Il y a une deuxième confusion à dépasser. Nous, français, nous avons une fâcheuse
tendance à confondre royauté et dictature. Nous avons été élevés dans cette idée
absurde qu’un roi est un despote. Il faut en avoir conscience, parce que ça perturbe
largement notre perception de la royauté du Christ. Non, un roi n’est pas
nécessairement un despote, et ce n’est certainement pas le cas du Christ. Jésus ne
désire pas régner sur nos vies comme un despote. Il ne nous impose rien.
Comme je le disais, là où le règne du Christ culmine, c’est sur la croix. Sa seule
couronne est d’épines, pas de joyaux. Le Christ règne, mais comme serviteur, comme
celui qui a donné sa vie par amour pour chacun de nous. Voilà en quoi il est Roi.

Une fois que j’ai compris que le Christ est Roi parce qu’il règne sur ma vie comme
un serviteur, alors je peux commencer à fêter le Christ-Roi et à avancer.
Alors je peux me poser cette question : est-ce que je vais accepter de me laisser servir
par le Christ ? Est-ce que je vais accepter de baisser les armes et de me remettre entre
ses mains, chaque jour ? Est-ce que je vais lâcher mon orgueil et le laisser me laver
les pieds, chaque jour ? Est-ce que je vais accepter que Jésus ait vraiment donné sa
vie, sur la croix, pour moi ?
Le Royaume de Dieu commence quand j’accepte ça. Donc clairement, ce Royaume
n’est pas de ce monde.

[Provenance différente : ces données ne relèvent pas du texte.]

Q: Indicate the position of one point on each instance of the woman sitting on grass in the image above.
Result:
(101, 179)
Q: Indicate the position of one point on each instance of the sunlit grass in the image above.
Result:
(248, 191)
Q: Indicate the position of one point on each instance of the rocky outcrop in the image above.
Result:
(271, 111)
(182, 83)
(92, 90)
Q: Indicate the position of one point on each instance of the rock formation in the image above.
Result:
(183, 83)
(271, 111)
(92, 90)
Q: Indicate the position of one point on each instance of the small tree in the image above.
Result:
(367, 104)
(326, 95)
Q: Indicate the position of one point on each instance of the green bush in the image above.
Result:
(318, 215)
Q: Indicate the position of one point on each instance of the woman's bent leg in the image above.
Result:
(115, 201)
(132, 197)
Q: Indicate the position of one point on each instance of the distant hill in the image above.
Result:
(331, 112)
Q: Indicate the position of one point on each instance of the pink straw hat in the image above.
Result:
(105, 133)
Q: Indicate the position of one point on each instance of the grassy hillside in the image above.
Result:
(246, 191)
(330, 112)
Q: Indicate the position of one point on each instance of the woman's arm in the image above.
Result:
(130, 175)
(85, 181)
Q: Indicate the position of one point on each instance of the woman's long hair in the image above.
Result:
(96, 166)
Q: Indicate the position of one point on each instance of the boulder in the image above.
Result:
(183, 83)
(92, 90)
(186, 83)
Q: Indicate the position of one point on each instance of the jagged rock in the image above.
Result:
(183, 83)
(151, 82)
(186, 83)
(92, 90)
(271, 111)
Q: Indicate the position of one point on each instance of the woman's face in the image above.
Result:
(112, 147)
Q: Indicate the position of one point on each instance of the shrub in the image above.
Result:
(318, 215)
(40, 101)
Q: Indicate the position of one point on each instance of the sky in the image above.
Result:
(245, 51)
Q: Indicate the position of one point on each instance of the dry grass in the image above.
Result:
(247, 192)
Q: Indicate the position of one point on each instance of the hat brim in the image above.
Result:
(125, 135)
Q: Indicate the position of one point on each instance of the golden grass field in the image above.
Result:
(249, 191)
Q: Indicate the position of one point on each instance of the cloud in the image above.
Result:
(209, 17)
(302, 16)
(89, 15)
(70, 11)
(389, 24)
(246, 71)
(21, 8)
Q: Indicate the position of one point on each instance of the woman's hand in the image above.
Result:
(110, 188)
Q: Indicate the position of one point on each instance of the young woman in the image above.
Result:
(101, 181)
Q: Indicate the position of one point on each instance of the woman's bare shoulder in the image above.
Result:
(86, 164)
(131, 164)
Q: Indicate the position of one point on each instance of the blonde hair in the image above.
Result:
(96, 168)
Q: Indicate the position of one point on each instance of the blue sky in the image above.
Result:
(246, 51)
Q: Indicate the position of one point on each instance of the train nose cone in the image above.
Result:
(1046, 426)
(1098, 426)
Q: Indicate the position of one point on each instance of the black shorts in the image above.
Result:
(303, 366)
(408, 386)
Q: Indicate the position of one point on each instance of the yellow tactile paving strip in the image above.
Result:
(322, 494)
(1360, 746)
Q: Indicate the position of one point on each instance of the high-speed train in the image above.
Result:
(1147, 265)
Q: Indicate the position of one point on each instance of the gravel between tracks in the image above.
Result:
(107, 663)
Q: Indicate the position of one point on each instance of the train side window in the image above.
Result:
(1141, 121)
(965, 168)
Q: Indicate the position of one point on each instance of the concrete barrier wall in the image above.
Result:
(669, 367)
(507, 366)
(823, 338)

C’est même carrément un autre monde.

Ici, dans ce monde, c’est le royaume de l’indépendance, du pouvoir, de la maîtrise,
de la prévoyance, du calcul, de l’amour égocentré, de la rentabilité.
Lui nous propose un royaume de dépendance, d’abaissement, de service, de don de
soi, de gratuité totale.
Accepter d’accueillir ce Royaume, ça bouleverse tout.
Je vous préviens : si vous acceptez de vous faire laver les pieds, tôt ou tard, vous
finirez par laver les pieds des autres. Si vous acceptez de vous laisser servir, vous
finirez par servir. Si vous acceptez qu’Il soit mort pour vous, vous finirez par mourir
pour lui, un peu chaque jour.
Plus encore, vous découvrirez que depuis toujours, vous étiez fait pour ça. Et vous
vivrez d’une joie profonde, parce que vous vous serez trouvés en trouvant celui qui
règne sur votre vie.
Voilà l’histoire de toute vocation. Toute vocation est l’histoire d’une découverte de
soi par la découverte de Dieu.
Voilà ce que je souhaite à chacun de vous. Je vous souhaite d’oser chaque jour vivre
dans ce Royaume de Dieu, pour découvrir qui vous êtes vraiment et le vivre.